Saisir les enjeux de la cybersécurité

Dans ce nouveau cycle, la cybersécurité s’impose comme un enjeu systémique. 58 % des institutions déclarent un niveau d’exposition élevé ou très élevé aux risques cyber, tandis que 51 % placent la cybersécurité parmi leurs principales préoccupations, contre 39 % en 2024. Les attentes réglementaires sont particulièrement fortes : 97 % des répondants appellent à des évolutions en matière de cybersécurité, devant l’identification numérique (92 %) et la lutte contre les flux financiers illicites (87 %). Si une majorité d’institutions dispose déjà de dispositifs de prévention et de détection opérationnels, le Baromètre souligne la nécessité de renforcer les capacités de remédiation pour passer d’une logique de réaction à une véritable résilience.

La digitalisation, quant à elle, n’est plus perçue comme un avantage compétitif mais comme un prérequis. 54 % des institutions s’estiment désormais digitalement matures, soit une progression de 6 points en un an. Les fintechs restent en tête, mais les compagnies d’assurances enregistrent la progression la plus marquée, avec 59 % d’acteurs en position avancée, en hausse de 19 points par rapport à 2024. L’intelligence artificielle est avant tout envisagée comme un levier de maîtrise des risques : 77 % des institutions anticipent un impact fort ou transformant de l’IA sur la détection de fraude, 70 % sur l’analyse du risque de crédit et 70 % sur l’optimisation des processus opérationnels.

Renforcer l’intégration

Sur le plan de l’intégration continentale, le PAPSS s’impose progressivement comme un outil opérationnel majeur. 35 % des institutions lui attribuent une opérationnalité élevée, en progression de 15 points en un an, avec des gains tangibles en coûts et en délais pour les paiements intra-africains. L’interopérabilité des systèmes de paiement est identifiée comme la transformation prioritaire à l’horizon 2030 par 28 % des répondants, dans un contexte marqué par l’ambition de connecter plus de 1,6 milliard de comptes bancaires et de mobile money.

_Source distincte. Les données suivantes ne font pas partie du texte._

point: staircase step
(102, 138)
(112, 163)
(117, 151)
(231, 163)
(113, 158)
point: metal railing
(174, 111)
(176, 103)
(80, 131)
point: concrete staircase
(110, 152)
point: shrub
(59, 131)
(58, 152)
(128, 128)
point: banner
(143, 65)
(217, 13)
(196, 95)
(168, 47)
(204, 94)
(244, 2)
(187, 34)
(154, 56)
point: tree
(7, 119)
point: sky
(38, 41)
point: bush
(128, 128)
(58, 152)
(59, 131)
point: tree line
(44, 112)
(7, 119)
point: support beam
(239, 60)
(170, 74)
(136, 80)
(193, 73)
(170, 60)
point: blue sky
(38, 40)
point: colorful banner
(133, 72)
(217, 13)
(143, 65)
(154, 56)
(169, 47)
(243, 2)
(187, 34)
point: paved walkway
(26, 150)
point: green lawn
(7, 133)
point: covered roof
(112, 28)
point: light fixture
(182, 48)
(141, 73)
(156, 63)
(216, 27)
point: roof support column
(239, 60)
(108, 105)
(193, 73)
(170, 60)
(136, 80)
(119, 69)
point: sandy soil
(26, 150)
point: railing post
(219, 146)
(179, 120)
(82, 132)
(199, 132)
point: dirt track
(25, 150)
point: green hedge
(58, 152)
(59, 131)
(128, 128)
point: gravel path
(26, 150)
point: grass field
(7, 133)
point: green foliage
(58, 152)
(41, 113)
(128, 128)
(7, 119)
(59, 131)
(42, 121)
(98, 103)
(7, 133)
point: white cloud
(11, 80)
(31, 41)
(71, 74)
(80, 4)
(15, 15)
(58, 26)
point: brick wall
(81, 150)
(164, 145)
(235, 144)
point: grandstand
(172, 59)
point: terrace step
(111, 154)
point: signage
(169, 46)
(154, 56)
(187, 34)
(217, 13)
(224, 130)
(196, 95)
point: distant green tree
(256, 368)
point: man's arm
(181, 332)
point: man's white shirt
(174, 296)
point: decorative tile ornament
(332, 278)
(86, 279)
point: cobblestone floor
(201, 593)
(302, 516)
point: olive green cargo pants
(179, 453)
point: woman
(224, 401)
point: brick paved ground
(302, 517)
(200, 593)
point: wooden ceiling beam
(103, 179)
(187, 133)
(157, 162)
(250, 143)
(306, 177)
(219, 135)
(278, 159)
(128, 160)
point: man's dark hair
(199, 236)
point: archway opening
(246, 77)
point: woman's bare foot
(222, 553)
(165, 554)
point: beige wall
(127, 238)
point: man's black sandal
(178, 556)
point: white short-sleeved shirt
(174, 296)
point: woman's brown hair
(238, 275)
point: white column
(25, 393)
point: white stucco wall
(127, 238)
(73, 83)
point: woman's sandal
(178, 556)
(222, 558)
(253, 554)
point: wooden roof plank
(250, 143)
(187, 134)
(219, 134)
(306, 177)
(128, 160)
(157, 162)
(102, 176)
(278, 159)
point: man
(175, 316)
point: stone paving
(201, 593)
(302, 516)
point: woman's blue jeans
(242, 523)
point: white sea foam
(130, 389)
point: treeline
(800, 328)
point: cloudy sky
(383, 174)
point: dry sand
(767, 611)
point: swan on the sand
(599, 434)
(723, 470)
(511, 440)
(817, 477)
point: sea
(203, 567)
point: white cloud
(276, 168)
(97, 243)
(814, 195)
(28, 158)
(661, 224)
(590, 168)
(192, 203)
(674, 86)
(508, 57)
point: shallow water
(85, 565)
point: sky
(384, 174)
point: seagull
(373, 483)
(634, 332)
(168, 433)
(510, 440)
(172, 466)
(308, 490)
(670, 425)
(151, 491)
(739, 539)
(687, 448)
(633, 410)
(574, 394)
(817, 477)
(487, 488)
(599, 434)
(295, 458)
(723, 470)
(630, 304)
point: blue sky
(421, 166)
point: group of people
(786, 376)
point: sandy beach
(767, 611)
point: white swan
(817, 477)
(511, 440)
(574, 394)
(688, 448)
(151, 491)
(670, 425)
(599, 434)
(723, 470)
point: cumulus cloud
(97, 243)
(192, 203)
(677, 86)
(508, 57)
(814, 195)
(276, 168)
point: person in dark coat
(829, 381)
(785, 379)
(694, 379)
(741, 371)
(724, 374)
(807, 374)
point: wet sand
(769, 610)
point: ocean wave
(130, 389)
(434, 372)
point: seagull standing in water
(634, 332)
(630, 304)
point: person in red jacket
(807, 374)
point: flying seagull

Enfin, le Baromètre met en évidence une approche plus pragmatique de l’inclusion financière et des critères ESG. L’inclusion n’est un pilier stratégique que pour 39 % des institutions, principalement les acteurs de la microfinance et les fintechs. En matière d’ESG, l’investissement à impact demeure la dimension la plus structurée, avec 66 % d’engagement, tandis que l’intégration globale des critères ESG recule à 57 %, traduisant une recherche d’impact mesurable à court terme.

Pour Ambroise Depouilly, Managing Partner Deloitte Afrique francophone, « le secteur financier africain est entré dans une phase de maturité. La confiance est là, les fondamentaux se renforcent et l’intégration continentale devient concrète ». De son côté, Frédéric Maury, fondateur de l’AFIS, souligne que « les dirigeants recentrent leurs priorités sur la performance financière et l’efficience opérationnelle, qui redeviennent les véritables boussoles stratégiques du secteur ».